WSJ board: Israel's raid on Rafah is the right thing to do and Biden sides with Hamas

In a forceful editorial, the newspaper assured that by opposing Netanyahu's position on Rafah, the U.S. is advocating for the triumph of terrorism.

In a forceful editorial, The Wall Street Journal board defended the State of Israel's decision to make a military incursion into Rafah, in the southern Gaza Strip, to completely neutralize the terrorist group Hamas and achieve the release of the hostages.

"Early Monday morning Israel ordered the evacuation of eastern Rafah, directing civilians to safety. In the afternoon Israeli tanks advanced. The plan is to evacuate and fight in the city piece by piece, swiftly moving civilians north and west without leaving Hamas free to tie down the people as human shields," the article reads.

"Objections are pouring in from the usual suspects. France says displacing Rafah’s civilians is a crime. Would it prefer that Israel fight among them, or simply leave Hamas alone?" asks the WSJ board.

"The invasion of Rafah was made necessary on Oct. 7, when Hamas slaughtered 1,200 Israelis," the newspaper asserts.

According to the media, Israel is obliged not only to respond to the Oct. 7 invasion, but to pacify the Gaza Strip, dismantle Hamas and prevent future massacres. It is their responsibility as a state towards Israelis.

Therefore, says The Wall Street Journal, "Mr.
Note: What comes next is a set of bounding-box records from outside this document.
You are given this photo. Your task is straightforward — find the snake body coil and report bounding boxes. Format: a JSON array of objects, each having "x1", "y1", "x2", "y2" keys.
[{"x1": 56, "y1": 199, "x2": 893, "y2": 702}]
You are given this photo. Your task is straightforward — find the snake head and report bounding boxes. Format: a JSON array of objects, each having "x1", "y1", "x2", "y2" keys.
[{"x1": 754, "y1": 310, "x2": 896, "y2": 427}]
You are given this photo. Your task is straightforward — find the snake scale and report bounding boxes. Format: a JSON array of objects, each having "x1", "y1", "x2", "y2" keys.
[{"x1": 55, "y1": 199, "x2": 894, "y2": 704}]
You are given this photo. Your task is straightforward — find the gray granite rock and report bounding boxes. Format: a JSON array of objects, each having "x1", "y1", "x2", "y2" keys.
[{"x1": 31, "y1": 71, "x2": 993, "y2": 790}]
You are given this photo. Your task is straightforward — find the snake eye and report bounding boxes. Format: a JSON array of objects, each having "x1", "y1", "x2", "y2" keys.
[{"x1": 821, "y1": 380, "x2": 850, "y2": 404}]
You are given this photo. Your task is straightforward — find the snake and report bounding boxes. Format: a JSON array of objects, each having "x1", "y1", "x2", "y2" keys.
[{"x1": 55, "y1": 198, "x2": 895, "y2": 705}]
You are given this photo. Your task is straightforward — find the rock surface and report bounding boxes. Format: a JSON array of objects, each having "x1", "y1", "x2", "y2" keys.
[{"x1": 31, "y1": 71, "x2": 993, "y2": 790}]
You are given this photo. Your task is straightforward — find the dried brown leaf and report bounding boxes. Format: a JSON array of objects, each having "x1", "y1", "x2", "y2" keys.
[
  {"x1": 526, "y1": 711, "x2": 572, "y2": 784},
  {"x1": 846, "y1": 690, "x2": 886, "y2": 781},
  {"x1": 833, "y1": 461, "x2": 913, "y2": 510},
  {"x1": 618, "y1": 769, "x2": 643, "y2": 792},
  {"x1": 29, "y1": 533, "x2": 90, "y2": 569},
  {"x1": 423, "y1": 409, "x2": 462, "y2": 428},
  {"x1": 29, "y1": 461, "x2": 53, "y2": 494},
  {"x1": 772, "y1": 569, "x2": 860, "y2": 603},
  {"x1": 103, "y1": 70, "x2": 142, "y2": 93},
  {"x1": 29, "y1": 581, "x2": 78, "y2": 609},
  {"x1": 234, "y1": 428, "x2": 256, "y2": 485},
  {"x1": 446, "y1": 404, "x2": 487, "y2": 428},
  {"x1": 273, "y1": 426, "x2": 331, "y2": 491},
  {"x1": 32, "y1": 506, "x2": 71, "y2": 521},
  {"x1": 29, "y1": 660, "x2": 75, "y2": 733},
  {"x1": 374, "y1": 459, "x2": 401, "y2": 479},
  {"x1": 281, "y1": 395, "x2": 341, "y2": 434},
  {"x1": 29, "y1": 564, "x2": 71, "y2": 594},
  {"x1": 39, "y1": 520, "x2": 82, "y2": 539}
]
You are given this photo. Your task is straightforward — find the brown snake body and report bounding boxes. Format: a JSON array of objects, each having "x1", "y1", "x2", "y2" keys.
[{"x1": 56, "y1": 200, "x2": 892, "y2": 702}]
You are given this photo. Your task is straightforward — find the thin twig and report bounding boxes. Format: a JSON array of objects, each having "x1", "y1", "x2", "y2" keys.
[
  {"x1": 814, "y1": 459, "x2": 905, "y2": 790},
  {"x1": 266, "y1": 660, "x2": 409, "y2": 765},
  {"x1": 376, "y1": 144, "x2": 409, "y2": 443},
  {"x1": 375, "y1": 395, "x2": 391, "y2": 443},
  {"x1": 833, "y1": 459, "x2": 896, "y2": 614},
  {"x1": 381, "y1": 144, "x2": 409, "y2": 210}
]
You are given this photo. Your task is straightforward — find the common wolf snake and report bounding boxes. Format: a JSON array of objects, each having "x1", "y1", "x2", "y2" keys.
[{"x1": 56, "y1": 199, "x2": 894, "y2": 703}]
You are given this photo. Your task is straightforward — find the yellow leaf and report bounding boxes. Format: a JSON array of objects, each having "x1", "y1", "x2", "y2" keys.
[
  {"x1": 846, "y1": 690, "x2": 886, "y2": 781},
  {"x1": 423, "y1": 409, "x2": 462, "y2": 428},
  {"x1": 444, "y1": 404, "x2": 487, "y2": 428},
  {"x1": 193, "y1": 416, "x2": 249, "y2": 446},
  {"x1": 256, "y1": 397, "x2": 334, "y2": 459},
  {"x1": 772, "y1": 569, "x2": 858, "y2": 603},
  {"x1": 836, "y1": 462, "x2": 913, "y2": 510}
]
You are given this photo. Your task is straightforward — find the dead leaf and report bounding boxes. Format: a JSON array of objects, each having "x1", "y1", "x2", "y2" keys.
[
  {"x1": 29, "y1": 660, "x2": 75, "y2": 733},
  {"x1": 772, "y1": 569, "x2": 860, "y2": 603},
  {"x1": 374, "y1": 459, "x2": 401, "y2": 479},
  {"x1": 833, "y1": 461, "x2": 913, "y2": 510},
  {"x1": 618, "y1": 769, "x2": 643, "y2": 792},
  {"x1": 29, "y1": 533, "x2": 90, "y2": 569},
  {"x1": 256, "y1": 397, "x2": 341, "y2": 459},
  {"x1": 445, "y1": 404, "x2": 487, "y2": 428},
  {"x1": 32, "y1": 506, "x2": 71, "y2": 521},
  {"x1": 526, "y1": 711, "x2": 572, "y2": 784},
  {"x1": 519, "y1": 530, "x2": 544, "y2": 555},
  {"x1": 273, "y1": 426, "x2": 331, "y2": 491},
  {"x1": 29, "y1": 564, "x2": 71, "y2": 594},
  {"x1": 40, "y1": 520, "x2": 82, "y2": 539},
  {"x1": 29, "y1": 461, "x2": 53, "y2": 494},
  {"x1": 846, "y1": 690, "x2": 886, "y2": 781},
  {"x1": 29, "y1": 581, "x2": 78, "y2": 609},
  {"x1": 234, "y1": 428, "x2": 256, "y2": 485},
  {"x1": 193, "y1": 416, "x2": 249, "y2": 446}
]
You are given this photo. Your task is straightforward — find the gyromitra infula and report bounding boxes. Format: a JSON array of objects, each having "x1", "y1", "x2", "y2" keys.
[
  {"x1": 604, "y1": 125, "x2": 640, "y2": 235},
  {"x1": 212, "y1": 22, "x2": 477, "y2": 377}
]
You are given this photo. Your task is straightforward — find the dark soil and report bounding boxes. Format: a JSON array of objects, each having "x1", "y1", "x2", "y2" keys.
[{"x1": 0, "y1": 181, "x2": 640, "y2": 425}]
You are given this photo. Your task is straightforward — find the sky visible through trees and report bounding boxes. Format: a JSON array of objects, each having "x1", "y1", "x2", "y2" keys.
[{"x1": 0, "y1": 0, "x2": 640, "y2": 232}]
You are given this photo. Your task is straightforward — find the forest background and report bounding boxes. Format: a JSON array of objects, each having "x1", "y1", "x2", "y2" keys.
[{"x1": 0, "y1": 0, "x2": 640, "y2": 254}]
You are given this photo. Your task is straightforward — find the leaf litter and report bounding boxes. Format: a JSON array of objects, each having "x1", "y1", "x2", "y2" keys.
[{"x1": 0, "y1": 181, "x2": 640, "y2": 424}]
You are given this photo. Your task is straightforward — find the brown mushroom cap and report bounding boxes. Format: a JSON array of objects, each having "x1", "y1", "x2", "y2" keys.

Biden’s decision to set himself against any move on Rafah is hard to understand."

"Since there was no other way Israel could achieve its objectives, it put the President on the side of Israeli defeat and Hamas victory," it adds.

Then, the newspaper's board goes on to explain the reasons why the city of Rafah, in southern Gaza, where most of the civilian population of the strip is concentrated today, is so key to Israel achieving its goals.

The WSJ article says that "Rafah hosts Hamas’s leaders, four terrorist battalions, hostages and border crossing with Egypt, from which it controls incoming aid and smuggles in military supplies."

"It is the crucial city for the terrorist group’s future," it adds.

For the newspaper, the fact that Hamas has proposed a ceasefire just before Israel entered Rafah is a sign of how much the terrorist group is interested in maintaining control of the city. Therefore, the ceasefire would have been intended to deter or postpone an Israeli incursion.

"Interesting what real pressure can accomplish."

"Only when Rafah is in danger of falling will Hamas be ready to hand over its remaining hostages," the newspaper says.

Israel must succeed in its operation to eliminate the Hamas terrorist group and, despite what public opinion and the positions of some governments, such as Biden's, are urging for, the Western democratic world must accompany Israel, since it is fighting for the same cause.

The Wall Street Journal remembers in its editorial that the incursion is not a whim of the Netanyahu government, which has been turned into a guinea pig: "Israel’s war cabinet, which includes Mr. Netanyahu’s main political rival, unanimously decided to move forward in Rafah while sending negotiators 'to exhaust the possibility of reaching an agreement.'"

Finally, the newspaper concludes its strong editorial, saying that "if Mr. Biden wants a cease-fire that matters, he will support Israel and let Hamas remember what it’s like to negotiate with its back against the wall."